Sur ces faits, il est opportun d’éclairer les raisons pour lesquelles le chroniqueur et son directeur ont été poursuivis. Le fait de dire que les mineurs isolés « sont voleurs, des violeurs, des assassins » sont incontestablement réprimer par la loi. Et permettre la transmission de ces propos incriminés sur CNEW, une chaîne à grande audience sans supprimer le passage litigieux, fait du directeur de publication auteur des faits et Éric Zemmour complice.
Par conséquent, le juge estime que le fait de réduire les immigrés à de simples délinquants, même potentiels, les qualifiants de voleurs, de violeurs, d’assassins, le chroniqueur a tenu, à leur encontre des propos particulièrement outrageants et dégradants qui revêtent un caractère injurieux et qui visent un groupe de personnes à raison de leur non-appartenance à la nation française.
Le juge va également retenir que les propos tenus visées les personnes immigrées en ce qu’elles n’appartiennent pas à la nation française et qu’ils sont « de nature à justifier la haine et la violence des spectateurs en suscitant la détestation des immigrés en réaction à l’invasion et aux agressions décrites de la part de ce groupe ».
Aux termes de l’article 33 de la loi du 29 juillet 1881, l’injure raciste est passible d’un an d’emprisonnement et de 45.000 euros d’amende.
Et à l’égard de faits de provocation à la discrimination, à la haine ou à la violence de caractère raciste, l’article 24 de la loi de juillet 1881 prévoit la possibilité de peines pouvant aller jusqu’à 5 ans de prison et 45.000 euros d’amende.
Néanmoins, Éric Zemmour a été condamné à 100 jours d’amende à 100 euros, soit 10.000 euros d’amende, une peine, bien en-deçà des peines susceptibles d’être prononcées.

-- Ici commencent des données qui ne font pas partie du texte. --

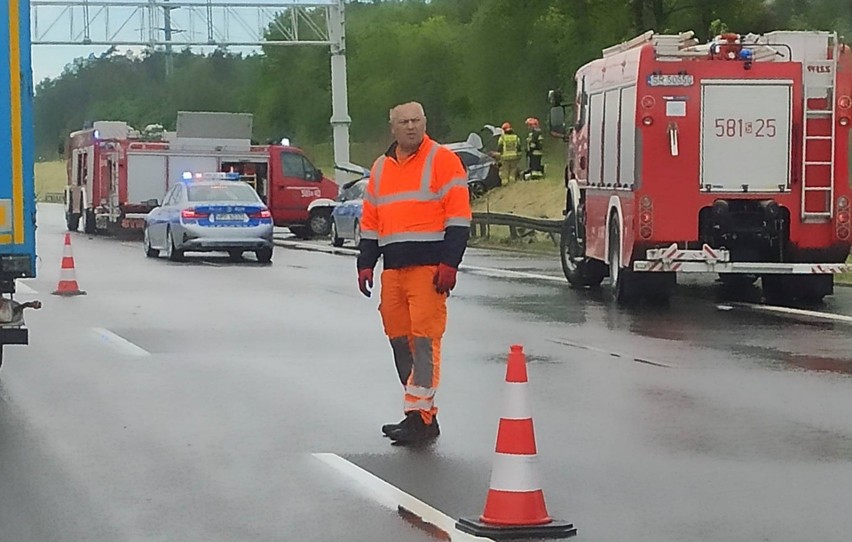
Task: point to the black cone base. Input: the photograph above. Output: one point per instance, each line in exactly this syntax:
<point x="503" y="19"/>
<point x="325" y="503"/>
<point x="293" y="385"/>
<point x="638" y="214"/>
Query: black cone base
<point x="554" y="529"/>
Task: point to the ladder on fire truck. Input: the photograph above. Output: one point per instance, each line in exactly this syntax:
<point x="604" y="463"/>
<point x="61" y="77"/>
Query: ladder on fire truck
<point x="819" y="78"/>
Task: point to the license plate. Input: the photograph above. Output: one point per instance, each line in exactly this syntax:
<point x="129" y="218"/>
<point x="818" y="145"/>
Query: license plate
<point x="229" y="217"/>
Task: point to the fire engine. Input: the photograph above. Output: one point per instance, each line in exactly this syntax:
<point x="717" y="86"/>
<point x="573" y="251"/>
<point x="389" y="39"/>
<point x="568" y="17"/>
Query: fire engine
<point x="116" y="174"/>
<point x="729" y="157"/>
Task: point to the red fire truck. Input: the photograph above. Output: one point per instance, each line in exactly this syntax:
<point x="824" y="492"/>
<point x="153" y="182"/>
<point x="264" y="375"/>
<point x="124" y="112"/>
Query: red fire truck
<point x="730" y="157"/>
<point x="116" y="174"/>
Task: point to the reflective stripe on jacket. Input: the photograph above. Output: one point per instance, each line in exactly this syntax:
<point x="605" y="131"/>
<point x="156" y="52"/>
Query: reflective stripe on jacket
<point x="509" y="146"/>
<point x="534" y="142"/>
<point x="416" y="212"/>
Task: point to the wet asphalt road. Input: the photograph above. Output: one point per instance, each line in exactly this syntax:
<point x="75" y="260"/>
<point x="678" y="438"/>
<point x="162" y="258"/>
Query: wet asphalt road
<point x="184" y="402"/>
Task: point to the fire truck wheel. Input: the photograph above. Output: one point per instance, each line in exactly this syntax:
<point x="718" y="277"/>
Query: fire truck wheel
<point x="622" y="279"/>
<point x="263" y="255"/>
<point x="89" y="225"/>
<point x="72" y="220"/>
<point x="580" y="271"/>
<point x="302" y="232"/>
<point x="320" y="222"/>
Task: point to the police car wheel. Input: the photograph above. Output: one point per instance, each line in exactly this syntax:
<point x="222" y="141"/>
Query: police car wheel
<point x="146" y="243"/>
<point x="172" y="252"/>
<point x="336" y="240"/>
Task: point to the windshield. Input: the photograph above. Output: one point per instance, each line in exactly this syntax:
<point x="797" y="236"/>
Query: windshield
<point x="223" y="192"/>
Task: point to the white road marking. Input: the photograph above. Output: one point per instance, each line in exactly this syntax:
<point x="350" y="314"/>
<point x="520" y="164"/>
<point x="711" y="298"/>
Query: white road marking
<point x="610" y="353"/>
<point x="120" y="343"/>
<point x="22" y="288"/>
<point x="394" y="498"/>
<point x="315" y="247"/>
<point x="506" y="273"/>
<point x="787" y="311"/>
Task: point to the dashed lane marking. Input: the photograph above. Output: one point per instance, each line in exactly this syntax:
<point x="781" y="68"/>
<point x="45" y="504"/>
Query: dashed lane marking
<point x="120" y="343"/>
<point x="22" y="288"/>
<point x="506" y="273"/>
<point x="610" y="353"/>
<point x="412" y="510"/>
<point x="789" y="311"/>
<point x="472" y="269"/>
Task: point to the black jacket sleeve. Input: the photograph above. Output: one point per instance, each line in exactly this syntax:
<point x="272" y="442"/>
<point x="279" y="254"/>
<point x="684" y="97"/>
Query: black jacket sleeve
<point x="455" y="243"/>
<point x="368" y="254"/>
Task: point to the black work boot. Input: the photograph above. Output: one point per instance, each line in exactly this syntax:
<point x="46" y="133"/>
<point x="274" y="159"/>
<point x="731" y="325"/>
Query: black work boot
<point x="415" y="431"/>
<point x="389" y="428"/>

Et le directeur de la publication a été condamné à 3.000 euros d’amende.
Et à titre de réparation du préjudice subi par les associations déclarées recevables en leur constitution de partie civile, le Tribunal a accordé à la Maison des potes la somme de 2.000 euros ainsi qu’autre associations antiracistes partie civile.
Après la rendue publique de la délibération, la maison des potes peut se féliciter de la condamnation d’Éric Zemmour, même si le président de l’association Samuel Thomas, trouve regrettable que le tribunal n’ait pas prononcé une peine complémentaire d’inéligibilité.
Pour ces faits, Me Jérôme Karsenti, avocat de la Maison des potes-maison de l’égalité, avait demander une condamnation qui « rappelle » que « La parole d’Éric Zemmour n’est pas une opinion, elle est un délit ». Satisfait, de cette décision, il déclare sur RCM que « la justice a été ferme et rappeler à un moment extrêmement important de la vie publique française, en période électorale, que le racisme n’est pas une opinion et que la radicalisation des propos était d’une violence extrême et fabriquer des violences. Elle vient dire stop à un débat public qui a pris trop excès et permet de dire n’importe quoi et surtout de faire du mal à beaucoup de gens, c’est un message à l’extrême droite très fort ».[2]
Quant à l’avocat d’Éric Zemmour, Me Olivier Pardo face à la presse a estimé que « les migrants ne sont ni une race ni ethnie et donc poursuivre pour provocation à la haine raciale n’avait pas de sens (...) et qu’un jugement a été rendu, mais la justice n’est pas encore passé » et décide d’interjeter appel[3].
Cette décision affirme que l’exercice de la liberté d’expression comporte des devoirs et responsabilités et que le faire d’être sur un débat public ne saurait justifier les injures et les provocations à la discrimination et à la haine raciale. Le droit à la liberté d’expression ne saurait être utilisé pour promouvoir des idées contraires à l’article 10 de la Convention européenne des droits de l’homme.